OFT halves BA's record fine for price-fixing

The record £121.5m fine slapped on British Airways for colluding with Virgin Atlantic to fix prices was more than halved yesterday, when the Office of Fair Trading finally brought a dramatic five-year investigation to a close.

The OFT said it had cut its fine down to £58.5m due to recent case law in calculating fines and in light of BA's co-operation with investigators since 2007, when the flag-bearer first admitted colluding with Virgin over fuel surcharges on long-haul flights between August 2004 and January 2006. Virgin, which tipped off the OFT about the price-fixing, escaped without punishment.

The case saw the OFT launch criminal lawsuits against a number of former BA executives, but the trial collapsed just three weeks into a planned six-month legal battle after prosecutors failed to disclose key documents to the defence, including 70,000 documents from Virgin's computer database.

A later official review found that "management oversight" and "weakness in investigation processes" caused the collapse of the case, at a cost to the taxpayer of £1m.

Today the OFT claimed the fine had sent a "strong message" on price fixing to the aviation industry.

Ali Nikpay, the OFT's senior director of cartels and criminal enforcement, said: "The size of the fine underlines that it is important for companies to take steps to ensure that they have an effective compliance culture."

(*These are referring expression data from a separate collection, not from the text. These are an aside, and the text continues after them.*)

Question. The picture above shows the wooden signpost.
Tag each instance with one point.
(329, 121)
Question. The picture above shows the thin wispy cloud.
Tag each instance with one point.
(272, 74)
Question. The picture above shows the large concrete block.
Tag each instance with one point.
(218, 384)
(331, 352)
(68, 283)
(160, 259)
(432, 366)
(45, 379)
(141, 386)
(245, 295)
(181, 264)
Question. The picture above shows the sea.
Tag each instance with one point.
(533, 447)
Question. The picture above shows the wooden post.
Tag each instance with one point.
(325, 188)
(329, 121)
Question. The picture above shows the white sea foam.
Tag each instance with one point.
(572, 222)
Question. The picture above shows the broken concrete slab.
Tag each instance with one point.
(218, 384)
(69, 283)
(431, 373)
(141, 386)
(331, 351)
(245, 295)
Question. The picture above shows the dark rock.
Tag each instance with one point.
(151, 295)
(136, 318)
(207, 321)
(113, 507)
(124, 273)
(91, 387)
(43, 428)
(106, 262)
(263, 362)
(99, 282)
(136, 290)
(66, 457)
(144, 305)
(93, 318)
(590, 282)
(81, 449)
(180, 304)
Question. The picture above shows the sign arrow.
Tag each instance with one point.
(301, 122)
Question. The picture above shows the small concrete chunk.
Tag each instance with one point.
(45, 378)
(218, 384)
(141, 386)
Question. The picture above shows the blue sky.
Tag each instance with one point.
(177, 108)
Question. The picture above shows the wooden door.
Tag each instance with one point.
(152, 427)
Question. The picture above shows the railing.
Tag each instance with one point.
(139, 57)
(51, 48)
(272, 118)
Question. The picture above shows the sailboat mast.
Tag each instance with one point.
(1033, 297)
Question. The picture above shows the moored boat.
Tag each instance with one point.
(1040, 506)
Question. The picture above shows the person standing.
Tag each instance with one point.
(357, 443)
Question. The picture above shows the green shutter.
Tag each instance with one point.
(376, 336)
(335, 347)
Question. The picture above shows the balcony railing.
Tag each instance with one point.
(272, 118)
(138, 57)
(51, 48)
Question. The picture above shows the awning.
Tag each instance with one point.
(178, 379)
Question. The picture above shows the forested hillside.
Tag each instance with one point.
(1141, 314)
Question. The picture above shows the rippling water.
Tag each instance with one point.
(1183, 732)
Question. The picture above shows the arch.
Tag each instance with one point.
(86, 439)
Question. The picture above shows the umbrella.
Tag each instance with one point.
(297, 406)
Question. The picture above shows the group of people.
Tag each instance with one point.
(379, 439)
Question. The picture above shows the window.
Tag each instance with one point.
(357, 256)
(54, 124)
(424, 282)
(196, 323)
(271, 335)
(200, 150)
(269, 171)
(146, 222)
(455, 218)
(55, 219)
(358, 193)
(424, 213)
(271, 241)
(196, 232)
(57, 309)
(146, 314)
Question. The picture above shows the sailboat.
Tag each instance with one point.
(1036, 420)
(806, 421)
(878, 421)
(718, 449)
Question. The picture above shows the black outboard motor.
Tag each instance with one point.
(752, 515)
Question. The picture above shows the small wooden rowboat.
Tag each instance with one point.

The case sparked the long-running feud between Virgin's founder, Sir Richard Branson, and Willie Walsh, then the chief executive of BA but now the boss of the airline's owner, International Airlines Group.

In January, Mr Walsh said of Sir Richard: "I wouldn't forgive anybody for what they did there." Asked if he did not like the entrepreneur, he responded: "I've made no secret of the fact. I don't think he likes me either."

Just yesterday, Mr Walsh launched another attack on Sir Richard, branding his opinions "irrelevant" and saying he had no admiration for him.

A spokesman for BA said yesterday it was "pleased that this matter has been settled".

A Virgin spokesman said: "VAA regrets its involvement in this matter but is pleased that a final determination has been reached. VAA reported this matter to the OFT in 2006 and has retained fully immunity since then."